Emerging and developing countries are pushing hard for more voting power in the IMF, which has long been dominated by the United States and Europe.
Moghadam said the crisis revealed flaws not only in global surveillance but also policy coordination and cross-border financial regulation.
“To be sure, there was some prescient bell ringing about the build-up of risks in the U.S. banking model and housing market,” the IMF said. “However, official warnings both within and outside the Fund were insufficiently specific, detailed, or dire to gain traction with policy-makers.”
The IMF said the policy advice and coordination was fragmented and called for more coordination among key global
financial institutions, including the IMF to the Bank for International Settlements and the Financial Stability Forum.
The paper said the IMF identified potential risks in its cacophony of research and reports on the state of the global economy, but its messages on global developments were often coded and embedded in lengthy discussions or lists of concerns.
It also said the Fund underestimated the links between macroeconomic risks and development in domestic and financial markets.

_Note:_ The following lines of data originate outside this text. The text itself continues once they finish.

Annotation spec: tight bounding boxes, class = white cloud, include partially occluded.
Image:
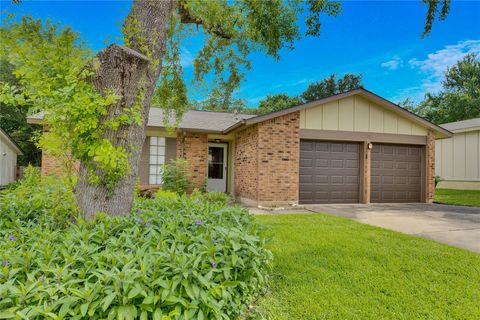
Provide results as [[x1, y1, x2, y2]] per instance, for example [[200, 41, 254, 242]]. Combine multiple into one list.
[[381, 56, 403, 70], [408, 40, 480, 93]]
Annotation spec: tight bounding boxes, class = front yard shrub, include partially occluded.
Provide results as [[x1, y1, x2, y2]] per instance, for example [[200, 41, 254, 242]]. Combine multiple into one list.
[[0, 188, 271, 320], [199, 191, 232, 206], [0, 167, 77, 229]]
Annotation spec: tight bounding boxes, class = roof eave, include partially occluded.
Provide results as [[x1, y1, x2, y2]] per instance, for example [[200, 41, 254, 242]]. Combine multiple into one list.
[[0, 128, 24, 156]]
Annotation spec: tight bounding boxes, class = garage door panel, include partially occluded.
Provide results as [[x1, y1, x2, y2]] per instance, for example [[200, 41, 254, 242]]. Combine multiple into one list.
[[299, 140, 360, 204], [370, 144, 422, 202]]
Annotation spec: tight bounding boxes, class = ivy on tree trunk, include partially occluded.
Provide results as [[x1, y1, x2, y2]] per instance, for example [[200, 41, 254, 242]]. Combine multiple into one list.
[[75, 0, 174, 218]]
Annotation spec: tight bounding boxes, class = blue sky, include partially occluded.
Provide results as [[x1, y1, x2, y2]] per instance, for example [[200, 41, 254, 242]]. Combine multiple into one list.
[[1, 0, 480, 106]]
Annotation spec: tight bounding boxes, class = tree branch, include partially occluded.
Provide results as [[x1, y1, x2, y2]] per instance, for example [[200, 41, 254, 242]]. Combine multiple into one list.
[[178, 1, 232, 40]]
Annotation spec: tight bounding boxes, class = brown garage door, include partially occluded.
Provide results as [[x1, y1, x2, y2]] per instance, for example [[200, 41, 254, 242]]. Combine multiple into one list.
[[299, 140, 360, 204], [370, 143, 422, 202]]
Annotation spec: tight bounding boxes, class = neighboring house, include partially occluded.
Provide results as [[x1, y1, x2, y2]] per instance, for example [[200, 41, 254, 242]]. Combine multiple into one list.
[[29, 88, 451, 206], [0, 128, 23, 186], [435, 118, 480, 189]]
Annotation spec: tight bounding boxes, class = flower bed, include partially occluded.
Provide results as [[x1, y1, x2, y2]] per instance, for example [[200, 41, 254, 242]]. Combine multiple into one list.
[[0, 174, 271, 320]]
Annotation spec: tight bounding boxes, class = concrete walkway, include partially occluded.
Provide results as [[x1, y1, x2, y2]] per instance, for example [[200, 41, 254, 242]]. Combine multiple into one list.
[[251, 203, 480, 253]]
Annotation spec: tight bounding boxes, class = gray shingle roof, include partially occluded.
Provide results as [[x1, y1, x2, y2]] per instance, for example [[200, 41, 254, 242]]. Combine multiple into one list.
[[148, 107, 255, 132]]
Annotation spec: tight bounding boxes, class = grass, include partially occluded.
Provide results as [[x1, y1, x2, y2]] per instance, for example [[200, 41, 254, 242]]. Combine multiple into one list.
[[258, 214, 480, 320], [435, 189, 480, 207]]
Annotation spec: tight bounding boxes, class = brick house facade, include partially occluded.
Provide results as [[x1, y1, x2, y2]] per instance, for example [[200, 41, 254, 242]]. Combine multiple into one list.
[[29, 89, 451, 206]]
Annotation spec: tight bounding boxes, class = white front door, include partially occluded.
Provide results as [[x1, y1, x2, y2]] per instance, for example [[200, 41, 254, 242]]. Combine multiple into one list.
[[207, 143, 227, 192]]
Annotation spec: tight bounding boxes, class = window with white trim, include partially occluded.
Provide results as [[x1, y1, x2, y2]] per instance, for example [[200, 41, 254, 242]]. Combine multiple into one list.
[[148, 137, 165, 184]]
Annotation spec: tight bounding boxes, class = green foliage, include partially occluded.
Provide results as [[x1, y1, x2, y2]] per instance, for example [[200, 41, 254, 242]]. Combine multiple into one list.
[[257, 93, 302, 114], [158, 0, 341, 111], [256, 73, 362, 114], [192, 191, 233, 206], [0, 60, 40, 166], [422, 0, 450, 37], [0, 188, 271, 320], [414, 53, 480, 124], [162, 158, 190, 195], [0, 167, 78, 229], [0, 16, 133, 187], [300, 73, 362, 102]]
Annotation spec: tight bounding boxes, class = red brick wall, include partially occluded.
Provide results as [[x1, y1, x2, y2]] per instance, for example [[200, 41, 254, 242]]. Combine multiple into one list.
[[235, 112, 300, 205], [425, 130, 435, 202], [177, 132, 208, 188], [234, 125, 258, 200], [258, 112, 300, 203]]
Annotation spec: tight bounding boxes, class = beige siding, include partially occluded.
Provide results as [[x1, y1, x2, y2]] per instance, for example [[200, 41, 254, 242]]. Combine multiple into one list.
[[435, 130, 480, 181], [0, 135, 17, 185], [300, 96, 427, 136]]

While not alone, its surveillance underrated the combined threat of new complex financial instruments and rising leverage.
It said its optimistic bottom-line assessments encouraged a generally rosy view on advanced countries and financial innovation.
Emerging market economies, including China, have long complained about the IMF’s perceived lack of evenhandedness, and want the IMF to be just as assertive in pointing out policy shortcomings in rich nations as they do elsewhere.
The IMF said its surveillance mirrored the conventional view that advanced countries with relatively low and stable inflation and well-capitalized banking sectors could withstand the unwinding of any froth in housing and capital markets.
“While this is understandable, more time should have been spent on ‘tail risks’ from these domestic vulnerabilities,” the IMF said.
It also noted that it did, however, repeatedly warn about the risks of global imbalances, although it acknowledged as the economic imbalances rose, the message became more muted rather than louder.
“However, this analysis missed the key connection to the looming dangers in the shadow banking system,” it added.
The IMF also admitted there was not enough follow-through, especially when risks it identified were ignored by governments. Instead of speaking up about its concerns, the IMF acknowledged that it backed off and downplayed the message.